Atualmente lotada na Delegacia Especializada de Crimes Fazendários, a policial afirma que a atividade tem momentos marcantes e destaca entre eles a participação em uma investigação de sequestro. “Você acaba vivenciado a aflição da família em querer encontrar seu familiar e é muito gratificante e emocionante ter êxito na investigação. E mesmo diante de todas as dificuldades, limitações e perigos que temos no dia a dia da nossa profissão, nunca pensei em desistir de ser uma policial, porque é uma satisfação fazer o que você gosta. Sou apaixonada pela carreira policial”, afirma Ana Carla, que integra o efetivo junto com mais 493 investigadoras da instituição.

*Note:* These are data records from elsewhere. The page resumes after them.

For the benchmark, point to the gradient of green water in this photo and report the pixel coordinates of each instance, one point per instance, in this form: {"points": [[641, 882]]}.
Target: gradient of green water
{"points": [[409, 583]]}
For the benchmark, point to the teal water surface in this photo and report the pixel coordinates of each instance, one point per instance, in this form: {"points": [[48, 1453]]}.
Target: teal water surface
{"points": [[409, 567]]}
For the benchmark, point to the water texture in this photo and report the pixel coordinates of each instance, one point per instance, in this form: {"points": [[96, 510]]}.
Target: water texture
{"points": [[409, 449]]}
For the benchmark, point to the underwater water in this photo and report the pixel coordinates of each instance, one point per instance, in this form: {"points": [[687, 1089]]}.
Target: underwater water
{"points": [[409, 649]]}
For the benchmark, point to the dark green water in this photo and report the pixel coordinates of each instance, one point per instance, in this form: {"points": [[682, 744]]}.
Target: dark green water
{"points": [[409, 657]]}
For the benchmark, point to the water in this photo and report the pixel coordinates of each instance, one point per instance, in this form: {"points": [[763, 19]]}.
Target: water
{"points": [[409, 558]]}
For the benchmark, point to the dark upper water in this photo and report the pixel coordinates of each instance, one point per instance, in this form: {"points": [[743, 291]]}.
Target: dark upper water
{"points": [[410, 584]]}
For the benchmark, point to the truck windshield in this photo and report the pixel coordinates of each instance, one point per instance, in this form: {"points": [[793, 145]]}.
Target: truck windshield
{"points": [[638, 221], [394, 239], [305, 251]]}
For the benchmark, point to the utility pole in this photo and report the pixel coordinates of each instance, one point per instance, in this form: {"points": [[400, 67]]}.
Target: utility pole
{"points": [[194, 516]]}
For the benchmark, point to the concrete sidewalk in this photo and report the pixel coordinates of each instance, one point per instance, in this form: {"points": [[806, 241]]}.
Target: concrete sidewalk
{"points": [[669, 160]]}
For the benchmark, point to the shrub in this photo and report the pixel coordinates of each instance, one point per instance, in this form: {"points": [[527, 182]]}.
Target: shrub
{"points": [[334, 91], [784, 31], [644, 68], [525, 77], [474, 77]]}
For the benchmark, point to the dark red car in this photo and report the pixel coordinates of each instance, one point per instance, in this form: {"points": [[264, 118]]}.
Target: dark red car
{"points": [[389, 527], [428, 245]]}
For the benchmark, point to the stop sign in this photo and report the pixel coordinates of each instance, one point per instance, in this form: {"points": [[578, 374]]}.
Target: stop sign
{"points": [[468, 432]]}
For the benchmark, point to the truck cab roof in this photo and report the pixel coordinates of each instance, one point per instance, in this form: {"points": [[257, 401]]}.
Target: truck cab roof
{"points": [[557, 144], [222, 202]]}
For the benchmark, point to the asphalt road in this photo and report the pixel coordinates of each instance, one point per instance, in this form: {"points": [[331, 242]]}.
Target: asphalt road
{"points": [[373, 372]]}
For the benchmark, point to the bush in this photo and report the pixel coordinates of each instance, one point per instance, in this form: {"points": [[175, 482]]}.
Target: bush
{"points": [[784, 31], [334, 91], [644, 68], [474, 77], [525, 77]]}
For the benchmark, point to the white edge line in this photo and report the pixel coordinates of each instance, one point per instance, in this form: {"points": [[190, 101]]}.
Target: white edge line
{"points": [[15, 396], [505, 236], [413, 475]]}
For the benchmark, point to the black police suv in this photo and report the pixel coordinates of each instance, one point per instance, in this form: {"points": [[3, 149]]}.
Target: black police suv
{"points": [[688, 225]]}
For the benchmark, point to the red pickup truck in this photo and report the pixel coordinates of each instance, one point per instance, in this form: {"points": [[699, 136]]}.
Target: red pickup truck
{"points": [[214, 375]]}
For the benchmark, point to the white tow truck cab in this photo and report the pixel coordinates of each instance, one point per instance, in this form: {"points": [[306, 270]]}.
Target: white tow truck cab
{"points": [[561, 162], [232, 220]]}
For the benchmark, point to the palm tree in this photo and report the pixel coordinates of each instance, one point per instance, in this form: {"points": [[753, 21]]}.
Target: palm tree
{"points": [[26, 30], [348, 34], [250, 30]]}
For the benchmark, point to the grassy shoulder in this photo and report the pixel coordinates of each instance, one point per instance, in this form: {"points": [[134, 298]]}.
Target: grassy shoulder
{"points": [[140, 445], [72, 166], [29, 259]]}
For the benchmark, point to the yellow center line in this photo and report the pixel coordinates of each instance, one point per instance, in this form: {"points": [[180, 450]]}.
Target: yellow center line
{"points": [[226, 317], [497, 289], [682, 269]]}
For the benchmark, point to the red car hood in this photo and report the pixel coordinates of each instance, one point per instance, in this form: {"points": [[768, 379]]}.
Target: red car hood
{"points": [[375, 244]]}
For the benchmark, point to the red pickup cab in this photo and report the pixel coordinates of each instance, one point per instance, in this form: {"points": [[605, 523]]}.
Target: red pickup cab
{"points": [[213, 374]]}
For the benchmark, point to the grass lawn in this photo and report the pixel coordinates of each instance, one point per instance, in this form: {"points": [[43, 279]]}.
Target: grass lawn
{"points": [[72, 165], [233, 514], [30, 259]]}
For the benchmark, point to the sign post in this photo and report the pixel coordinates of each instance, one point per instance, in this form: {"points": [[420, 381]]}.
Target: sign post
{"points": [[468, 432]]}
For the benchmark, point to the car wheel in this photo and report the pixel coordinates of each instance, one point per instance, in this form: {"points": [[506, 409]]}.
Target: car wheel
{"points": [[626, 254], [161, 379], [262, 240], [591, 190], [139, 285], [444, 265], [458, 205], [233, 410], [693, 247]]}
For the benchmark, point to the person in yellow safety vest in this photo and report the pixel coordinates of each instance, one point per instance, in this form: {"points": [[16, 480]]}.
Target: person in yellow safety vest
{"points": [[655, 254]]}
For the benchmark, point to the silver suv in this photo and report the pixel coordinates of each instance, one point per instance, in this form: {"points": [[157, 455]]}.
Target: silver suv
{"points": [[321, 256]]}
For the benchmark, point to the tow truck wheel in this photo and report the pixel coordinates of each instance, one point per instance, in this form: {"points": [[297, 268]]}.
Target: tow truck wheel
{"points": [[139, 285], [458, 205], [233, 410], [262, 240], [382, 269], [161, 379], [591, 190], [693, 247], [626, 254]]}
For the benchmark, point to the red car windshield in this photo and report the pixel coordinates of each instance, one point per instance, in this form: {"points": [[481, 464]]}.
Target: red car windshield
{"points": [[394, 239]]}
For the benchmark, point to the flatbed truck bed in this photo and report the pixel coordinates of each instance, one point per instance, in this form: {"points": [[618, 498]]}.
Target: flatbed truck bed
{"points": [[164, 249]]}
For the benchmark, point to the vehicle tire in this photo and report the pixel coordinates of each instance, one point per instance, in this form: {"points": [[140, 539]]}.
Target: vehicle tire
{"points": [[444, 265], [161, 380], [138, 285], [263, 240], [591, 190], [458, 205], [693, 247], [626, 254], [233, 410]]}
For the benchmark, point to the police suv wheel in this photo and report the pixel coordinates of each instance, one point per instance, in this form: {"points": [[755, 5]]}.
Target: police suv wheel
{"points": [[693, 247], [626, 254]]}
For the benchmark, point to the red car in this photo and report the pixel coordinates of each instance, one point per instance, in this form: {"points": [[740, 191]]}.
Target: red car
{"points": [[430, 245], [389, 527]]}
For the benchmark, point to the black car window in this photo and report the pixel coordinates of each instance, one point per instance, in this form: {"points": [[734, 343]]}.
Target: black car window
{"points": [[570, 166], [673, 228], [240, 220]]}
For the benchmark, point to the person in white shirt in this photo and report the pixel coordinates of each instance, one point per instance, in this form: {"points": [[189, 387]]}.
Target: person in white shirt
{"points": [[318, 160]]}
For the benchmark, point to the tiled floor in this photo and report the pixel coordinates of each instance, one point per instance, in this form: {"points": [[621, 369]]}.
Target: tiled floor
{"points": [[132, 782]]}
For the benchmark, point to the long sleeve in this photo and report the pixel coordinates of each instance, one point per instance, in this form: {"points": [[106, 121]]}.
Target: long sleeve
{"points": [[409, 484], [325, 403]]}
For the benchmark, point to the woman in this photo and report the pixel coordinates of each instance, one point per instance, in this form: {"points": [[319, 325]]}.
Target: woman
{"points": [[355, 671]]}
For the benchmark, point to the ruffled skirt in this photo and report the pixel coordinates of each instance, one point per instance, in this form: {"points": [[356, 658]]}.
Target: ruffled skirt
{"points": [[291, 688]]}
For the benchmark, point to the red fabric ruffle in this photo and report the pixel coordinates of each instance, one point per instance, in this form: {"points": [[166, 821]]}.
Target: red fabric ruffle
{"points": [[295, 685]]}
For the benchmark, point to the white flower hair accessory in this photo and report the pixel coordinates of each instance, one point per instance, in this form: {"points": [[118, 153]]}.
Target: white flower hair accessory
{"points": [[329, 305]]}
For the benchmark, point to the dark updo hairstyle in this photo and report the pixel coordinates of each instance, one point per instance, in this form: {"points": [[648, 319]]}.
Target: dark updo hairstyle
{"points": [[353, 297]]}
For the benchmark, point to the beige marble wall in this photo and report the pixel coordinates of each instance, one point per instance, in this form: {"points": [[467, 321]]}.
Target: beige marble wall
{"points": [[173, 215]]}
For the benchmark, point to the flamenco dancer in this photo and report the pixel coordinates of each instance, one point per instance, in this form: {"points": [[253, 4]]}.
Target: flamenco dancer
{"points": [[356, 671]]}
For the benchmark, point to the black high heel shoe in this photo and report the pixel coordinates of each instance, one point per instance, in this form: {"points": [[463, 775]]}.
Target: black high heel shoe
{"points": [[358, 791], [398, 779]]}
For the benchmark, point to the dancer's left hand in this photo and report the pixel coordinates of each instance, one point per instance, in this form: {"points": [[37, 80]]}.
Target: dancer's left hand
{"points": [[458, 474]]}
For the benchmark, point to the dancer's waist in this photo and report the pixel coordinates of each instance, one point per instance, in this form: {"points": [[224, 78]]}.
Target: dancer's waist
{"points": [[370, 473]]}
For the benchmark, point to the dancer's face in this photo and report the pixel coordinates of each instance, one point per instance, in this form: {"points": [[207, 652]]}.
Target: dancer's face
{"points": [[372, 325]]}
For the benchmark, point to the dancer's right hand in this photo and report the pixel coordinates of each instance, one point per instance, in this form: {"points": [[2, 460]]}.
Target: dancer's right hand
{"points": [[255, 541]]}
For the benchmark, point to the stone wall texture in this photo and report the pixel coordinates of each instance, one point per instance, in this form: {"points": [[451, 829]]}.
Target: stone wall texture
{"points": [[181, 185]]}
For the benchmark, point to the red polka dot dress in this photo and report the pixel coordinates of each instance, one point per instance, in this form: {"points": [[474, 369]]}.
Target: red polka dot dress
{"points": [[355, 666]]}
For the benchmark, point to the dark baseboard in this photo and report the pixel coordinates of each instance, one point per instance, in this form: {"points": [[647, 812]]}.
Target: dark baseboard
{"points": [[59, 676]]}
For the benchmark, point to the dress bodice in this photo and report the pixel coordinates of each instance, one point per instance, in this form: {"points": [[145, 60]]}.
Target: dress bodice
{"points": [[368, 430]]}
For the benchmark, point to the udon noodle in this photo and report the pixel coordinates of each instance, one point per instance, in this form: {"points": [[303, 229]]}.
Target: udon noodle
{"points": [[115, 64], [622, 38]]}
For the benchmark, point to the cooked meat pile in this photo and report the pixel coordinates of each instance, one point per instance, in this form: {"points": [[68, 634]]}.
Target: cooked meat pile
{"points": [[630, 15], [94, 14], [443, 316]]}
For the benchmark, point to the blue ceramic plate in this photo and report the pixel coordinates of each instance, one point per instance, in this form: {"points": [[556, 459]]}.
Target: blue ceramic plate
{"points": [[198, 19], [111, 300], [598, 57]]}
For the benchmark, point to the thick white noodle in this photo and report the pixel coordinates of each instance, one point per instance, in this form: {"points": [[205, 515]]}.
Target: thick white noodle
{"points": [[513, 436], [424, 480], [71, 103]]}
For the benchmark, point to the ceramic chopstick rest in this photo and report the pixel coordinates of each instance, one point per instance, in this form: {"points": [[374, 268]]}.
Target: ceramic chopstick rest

Há um ano e dois meses como delegada, Juliana Rado, 37 anos, cresceu em um ambiente policial. Atualmente exercendo a atividade na Delegacia de Matupá, no norte do estado, ela ingressou na instituição no último concurso público e afirma que papel social da Polícia, especialmente como primeira garantidora dos direitos das vítimas, é um dos estímulos para que seguisse a profissão.
“Estou colhendo frutos de muita dedicação e estudo e me sinto plenamente realizada profissionalmente. A decisão de me tornar Delegada de Polícia foi amadurecida ao longo de anos, mesmo porque cresci no ambiente policial, em razão do meu pai também ser delegado. Portanto, sempre tive ciência das dificuldades da profissão, as quais considero inerentes ao cargo e, assim, procuro manter um ambiente otimista perante a minha equipe”.
Juliana frequentou as aulas do curso na Academia de Polícia aliando os estudos e a gestação e guarda com emoção o momento em foi empossada como delegada, além, é claro, da primeira diligência que conduziu, quando fez a primeira prisão em flagrante. “Na ocasião, compreendi a responsabilidade e a importância da atuação de uma Delegada de Polícia. Considero um privilégio exercermos nosso papel na sociedade!”, finaliza ela, que junto a mais 37 mulheres formam o efetivo feminino de delegadas em atuação na Polícia Civil de Mato Grosso.